As the 2014 Winter Olympics begin Friday, February 7th in Sochi, Russia, I am reminded of the drama previous events have delivered. Whether it’s a human interest story, someone rising to the challenge of stiff competition or the 1980 United States Hockey Team who came out of no where to defeat the U.S.S.R. and earn a gold medal one game later. Thus, as viewers tune in from all over the world to watch next weekend, who will be the next star, who shocks their fellow competitors with one shining moment of gold.
Looking back on my not so allustrious athletic career, most of the sports I played in high school were held off sight in a relatively obscure locations like local golf courses and State Parks. The only sport I participated in with bleachers was swimming, my weakest talent by far. Yes, my 200 Individual Medal Relay did earn a bronze medal at the 1986 State Meet held at the University of Delaware’s pool, but my lack of speed cost us the gold. Yet, in one of my last high school races as a senior, God moved me to swim faster than I ever had before. Despite dabbling in butterfly, back and free style, the 100 yard breast was my strongest stroke and race.
Leading our arch rival Brandywine by a point heading into the final 2 events, I was facing a cross town swimmer who was 1 second faster on average throughout the season. Typically, the number 1 swimmer swam the inside lanes, a little faster than the 2 outside lanes due to the wake splashing back into swimmers. However, just before stepping on the starting block, their top breast stroker switched lanes to shadow me in lane 1. After 25 yards I was slightly behind, pulling even by the halfway mark. Since the bleachers were right on top of lane 1, I began to hear a roar from lane 2 as I approached the final turn. The noise of the crowd, filled me adrenaline, causing me to go faster and faster as I touched the final wall, finish line. As I looked up, the noise was deafening as members of the final relay applauded my victory by 4 seconds, shattering my PR by 3 seconds. In addition, our other swimmer passed both of Brandywine’s breast strokers in the final 5 yards to earn second and mathematically clinch the win.

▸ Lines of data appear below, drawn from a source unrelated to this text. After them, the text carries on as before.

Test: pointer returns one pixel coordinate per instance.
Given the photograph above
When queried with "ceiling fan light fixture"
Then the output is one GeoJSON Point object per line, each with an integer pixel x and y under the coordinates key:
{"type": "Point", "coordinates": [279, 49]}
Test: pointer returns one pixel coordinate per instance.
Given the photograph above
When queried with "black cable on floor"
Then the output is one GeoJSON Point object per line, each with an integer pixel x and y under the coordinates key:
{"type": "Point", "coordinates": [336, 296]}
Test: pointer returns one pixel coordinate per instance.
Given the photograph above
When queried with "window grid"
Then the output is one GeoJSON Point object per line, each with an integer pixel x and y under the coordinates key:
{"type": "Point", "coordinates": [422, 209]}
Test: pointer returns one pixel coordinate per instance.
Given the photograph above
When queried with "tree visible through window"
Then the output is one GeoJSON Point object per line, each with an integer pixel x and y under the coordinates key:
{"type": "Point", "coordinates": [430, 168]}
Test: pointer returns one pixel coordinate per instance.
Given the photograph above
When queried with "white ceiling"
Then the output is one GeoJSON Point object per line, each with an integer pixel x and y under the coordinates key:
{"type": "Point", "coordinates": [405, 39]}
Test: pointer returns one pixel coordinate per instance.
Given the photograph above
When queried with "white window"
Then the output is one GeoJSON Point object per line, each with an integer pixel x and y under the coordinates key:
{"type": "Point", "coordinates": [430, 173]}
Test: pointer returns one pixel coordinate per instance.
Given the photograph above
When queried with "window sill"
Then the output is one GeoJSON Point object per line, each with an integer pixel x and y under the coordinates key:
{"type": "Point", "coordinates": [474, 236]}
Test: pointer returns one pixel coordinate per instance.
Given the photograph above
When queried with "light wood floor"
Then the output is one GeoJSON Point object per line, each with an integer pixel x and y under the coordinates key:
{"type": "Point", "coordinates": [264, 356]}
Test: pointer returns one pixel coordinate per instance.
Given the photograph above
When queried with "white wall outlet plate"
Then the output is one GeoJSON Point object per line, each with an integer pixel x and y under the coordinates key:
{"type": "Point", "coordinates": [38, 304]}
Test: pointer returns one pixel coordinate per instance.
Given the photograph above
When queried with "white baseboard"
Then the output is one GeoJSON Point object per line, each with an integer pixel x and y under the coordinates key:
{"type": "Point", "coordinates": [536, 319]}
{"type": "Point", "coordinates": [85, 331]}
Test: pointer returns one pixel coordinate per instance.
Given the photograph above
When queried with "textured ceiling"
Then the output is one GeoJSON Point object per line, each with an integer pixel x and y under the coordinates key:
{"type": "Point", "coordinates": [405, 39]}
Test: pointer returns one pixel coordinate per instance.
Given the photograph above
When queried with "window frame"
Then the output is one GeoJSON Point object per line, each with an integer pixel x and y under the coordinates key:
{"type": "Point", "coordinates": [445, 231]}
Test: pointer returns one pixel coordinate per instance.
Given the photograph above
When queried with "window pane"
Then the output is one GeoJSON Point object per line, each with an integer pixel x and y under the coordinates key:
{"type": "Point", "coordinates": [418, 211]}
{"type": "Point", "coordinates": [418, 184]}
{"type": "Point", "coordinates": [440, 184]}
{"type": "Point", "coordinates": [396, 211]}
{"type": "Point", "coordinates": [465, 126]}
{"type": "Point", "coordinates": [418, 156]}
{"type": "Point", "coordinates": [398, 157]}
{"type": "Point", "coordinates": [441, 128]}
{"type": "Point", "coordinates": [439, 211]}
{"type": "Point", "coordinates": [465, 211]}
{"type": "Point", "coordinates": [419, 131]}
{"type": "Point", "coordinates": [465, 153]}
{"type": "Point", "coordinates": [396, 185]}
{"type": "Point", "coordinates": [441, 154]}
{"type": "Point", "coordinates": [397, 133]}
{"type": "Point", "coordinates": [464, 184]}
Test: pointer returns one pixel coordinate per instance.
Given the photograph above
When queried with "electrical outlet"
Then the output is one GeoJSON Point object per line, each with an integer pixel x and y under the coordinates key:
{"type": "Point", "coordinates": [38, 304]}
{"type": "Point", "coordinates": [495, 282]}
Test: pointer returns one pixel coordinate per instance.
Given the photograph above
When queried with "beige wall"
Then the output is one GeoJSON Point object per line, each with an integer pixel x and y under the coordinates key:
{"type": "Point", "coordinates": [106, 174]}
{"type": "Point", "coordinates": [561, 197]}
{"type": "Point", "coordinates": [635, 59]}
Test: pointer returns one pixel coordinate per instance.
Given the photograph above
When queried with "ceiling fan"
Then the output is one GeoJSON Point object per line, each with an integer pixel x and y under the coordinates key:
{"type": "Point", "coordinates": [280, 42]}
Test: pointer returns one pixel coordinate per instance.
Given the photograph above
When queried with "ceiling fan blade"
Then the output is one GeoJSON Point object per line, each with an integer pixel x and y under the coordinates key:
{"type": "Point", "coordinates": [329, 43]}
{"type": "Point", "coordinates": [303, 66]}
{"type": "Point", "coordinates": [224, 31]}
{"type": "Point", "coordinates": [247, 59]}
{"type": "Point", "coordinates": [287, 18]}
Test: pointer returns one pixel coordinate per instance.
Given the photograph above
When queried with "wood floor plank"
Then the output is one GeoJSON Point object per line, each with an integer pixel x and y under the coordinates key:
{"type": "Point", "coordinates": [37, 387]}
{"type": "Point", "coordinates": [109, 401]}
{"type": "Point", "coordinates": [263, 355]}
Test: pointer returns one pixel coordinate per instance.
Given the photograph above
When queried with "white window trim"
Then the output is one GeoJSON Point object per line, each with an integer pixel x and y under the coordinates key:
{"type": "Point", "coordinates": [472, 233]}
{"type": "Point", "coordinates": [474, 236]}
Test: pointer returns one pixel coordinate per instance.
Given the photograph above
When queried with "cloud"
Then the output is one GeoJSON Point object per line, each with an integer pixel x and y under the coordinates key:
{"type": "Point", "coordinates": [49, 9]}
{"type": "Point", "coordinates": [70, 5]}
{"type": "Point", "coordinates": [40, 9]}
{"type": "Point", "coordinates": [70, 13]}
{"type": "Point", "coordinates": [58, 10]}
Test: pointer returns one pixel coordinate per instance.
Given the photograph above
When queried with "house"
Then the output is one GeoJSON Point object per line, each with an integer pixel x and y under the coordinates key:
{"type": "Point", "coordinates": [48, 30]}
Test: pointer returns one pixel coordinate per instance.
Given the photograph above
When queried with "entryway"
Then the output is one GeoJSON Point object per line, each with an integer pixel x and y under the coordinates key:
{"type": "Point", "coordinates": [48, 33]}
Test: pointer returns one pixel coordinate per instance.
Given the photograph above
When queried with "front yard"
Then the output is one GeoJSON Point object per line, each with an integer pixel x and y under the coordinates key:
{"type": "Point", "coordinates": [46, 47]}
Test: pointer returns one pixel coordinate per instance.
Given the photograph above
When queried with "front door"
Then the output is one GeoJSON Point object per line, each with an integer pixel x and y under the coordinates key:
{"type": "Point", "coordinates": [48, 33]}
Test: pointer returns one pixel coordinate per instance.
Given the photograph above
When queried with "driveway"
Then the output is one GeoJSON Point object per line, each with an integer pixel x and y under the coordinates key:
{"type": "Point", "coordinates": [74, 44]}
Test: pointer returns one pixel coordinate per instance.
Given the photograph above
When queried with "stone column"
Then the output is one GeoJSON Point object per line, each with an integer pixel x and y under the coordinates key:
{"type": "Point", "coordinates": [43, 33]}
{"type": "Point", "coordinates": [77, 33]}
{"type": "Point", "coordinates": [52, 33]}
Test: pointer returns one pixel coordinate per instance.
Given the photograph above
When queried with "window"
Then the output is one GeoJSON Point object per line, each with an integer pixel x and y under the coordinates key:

As great as this experience felt, there is only one other shining moment that compares. While in college I was asked to help out at a lock-in by my high school swim coach who had become a youth pastor. During the festivities, I was drawn to a kid who was called Satan by his peers. Yeah, he had a mean streak inside of him that was pure evil, but the Holy Spirit moved me to minister to him. Layer by layer, like peeling an onion, God began to show me the defense mechanism that he had created to prevent his heart from being broken again. During an altar call late in the night, I led this young man to invite Jesus into his heart, Romans 10:9-10. Able to fulfill the words of James 5:19-20, I sensed another round of applause, this time from heaven. “I tell you that in the same way there will be more rejoicing in heaven over one sinner who repents than over ninety nine righteous persons who do not repent,” Luke 15:7. May you experience multiple spiritual shining moments in not just during the Olympics, but throughout life.